No messing around here.

No matter how much I want this man, I need to honor his lines.

I want him to know I respect his boundaries.

“What’s that?”

“The biggest challenge is that I need to resist you. And I plan on it. I’m going to resist the hell out of you. I am going to earn myself all the awards ever in the history of resisting the sexiest bodyguard in the world.”

He laughs, loud and deep, and that shifts the mood once more. Turns it light again, the sensuality washed away with a chuckle. “That’s good to know.”

“Isn’t it?”

He meets my gaze, his eyes showing a hint of regret. Like maybe he doesn’t want me to resist him. Maybe not after the way I just touched him, like he needed some softness, some tenderness.

But in a split second, that regret is erased from his irises.

He is all certain, and—as an adult who is trying desperately to adult—I’m glad I’m resisting him.

“Yes, Stone, it’s very good to know,” he adds.

“And you know why I’m going to do it?” I ask, because I need the reminder too.

His brow knits. “Because I work for you?”

“Because you work for me. Because I respect you. And because I want to show you my skills,” I say, laying out my reasons.

“You want to show off by resisting me?”

I answer from the heart. “That’s what you were getting at last night when you talked about the private party. You think I’m easy. You think I touch anyone. And you don’t like that. You were jealous at the thought of me touching someone else.”

Jackson shakes his head, his jaw tightening, his lips forming a straight line. He glances toward the front of the car, even though there’s a soundproof screen between us and the driver.

“We don’t need to talk about this.”

“But we do. Because I think that’s part of the issue for you. You don’t like the fact that I’m a free spirit.”
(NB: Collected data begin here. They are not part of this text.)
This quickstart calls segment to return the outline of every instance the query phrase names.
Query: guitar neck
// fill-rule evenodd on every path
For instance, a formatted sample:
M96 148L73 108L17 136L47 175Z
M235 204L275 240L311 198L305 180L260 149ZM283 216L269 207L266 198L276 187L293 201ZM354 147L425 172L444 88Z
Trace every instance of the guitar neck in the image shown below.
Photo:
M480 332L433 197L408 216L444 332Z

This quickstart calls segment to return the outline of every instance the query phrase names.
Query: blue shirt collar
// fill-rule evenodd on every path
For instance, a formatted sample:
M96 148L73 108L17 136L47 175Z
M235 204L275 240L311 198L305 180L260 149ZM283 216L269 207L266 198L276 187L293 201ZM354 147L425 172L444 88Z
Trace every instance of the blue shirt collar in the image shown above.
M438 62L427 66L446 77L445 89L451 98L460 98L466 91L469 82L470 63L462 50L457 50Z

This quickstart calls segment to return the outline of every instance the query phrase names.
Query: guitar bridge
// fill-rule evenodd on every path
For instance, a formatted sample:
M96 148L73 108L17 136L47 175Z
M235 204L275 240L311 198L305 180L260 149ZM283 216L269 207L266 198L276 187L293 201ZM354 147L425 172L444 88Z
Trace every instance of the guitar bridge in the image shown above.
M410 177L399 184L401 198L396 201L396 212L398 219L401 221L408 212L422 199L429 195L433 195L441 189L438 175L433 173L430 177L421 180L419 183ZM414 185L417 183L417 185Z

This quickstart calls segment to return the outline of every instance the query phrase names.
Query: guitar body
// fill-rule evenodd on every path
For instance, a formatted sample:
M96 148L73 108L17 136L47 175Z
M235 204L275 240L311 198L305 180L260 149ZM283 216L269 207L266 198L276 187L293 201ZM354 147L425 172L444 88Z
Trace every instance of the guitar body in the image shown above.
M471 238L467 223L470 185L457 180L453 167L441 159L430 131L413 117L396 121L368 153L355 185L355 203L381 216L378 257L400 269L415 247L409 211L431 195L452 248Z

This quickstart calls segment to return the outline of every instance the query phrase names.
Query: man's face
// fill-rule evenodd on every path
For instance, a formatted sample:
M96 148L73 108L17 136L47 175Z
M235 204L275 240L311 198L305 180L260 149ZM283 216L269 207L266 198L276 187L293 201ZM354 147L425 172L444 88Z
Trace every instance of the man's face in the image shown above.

His answer is hard, bitten with tension as he gestures from him to me. “That has nothing to do with this.”

“You say that. But it kind of does. And I want to prove something to you. I want to prove to you that I don’t just throw myself at anybody.”
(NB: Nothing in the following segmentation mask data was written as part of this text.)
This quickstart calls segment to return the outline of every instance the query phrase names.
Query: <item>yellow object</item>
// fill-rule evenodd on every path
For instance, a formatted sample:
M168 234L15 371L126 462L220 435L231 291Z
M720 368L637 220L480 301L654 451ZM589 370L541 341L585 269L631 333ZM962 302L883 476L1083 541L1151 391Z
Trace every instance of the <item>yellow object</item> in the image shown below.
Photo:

Jackson lets out a beleaguered sigh. “Why do you want to prove that to me?”

I look hard at him, at this stunning man by my side. I could give him a million lines. I could tell him he’s sexier than anyone I’ve ever known.

But that doesn’t matter to him. He won’t care about that.

The things that matter to Jackson go deeper than sex, deeper than looks.

That’s why I want to impress him with the man I can be.

I don’t know what the future holds with Jackson and me.

Don’t know if there’s a chance for anything more with him.

But for now, I need to show him and myself that there’s more to me.

“You’re important to me. So I made a bet with myself. To resist you and everyone else.”

He laughs. “You’re crazy.”

“Maybe I am.”

But maybe this is something I need to prove to myself.

Not only that I can resist him, but that I can resist sex.

So that’s what I do for the entire next month.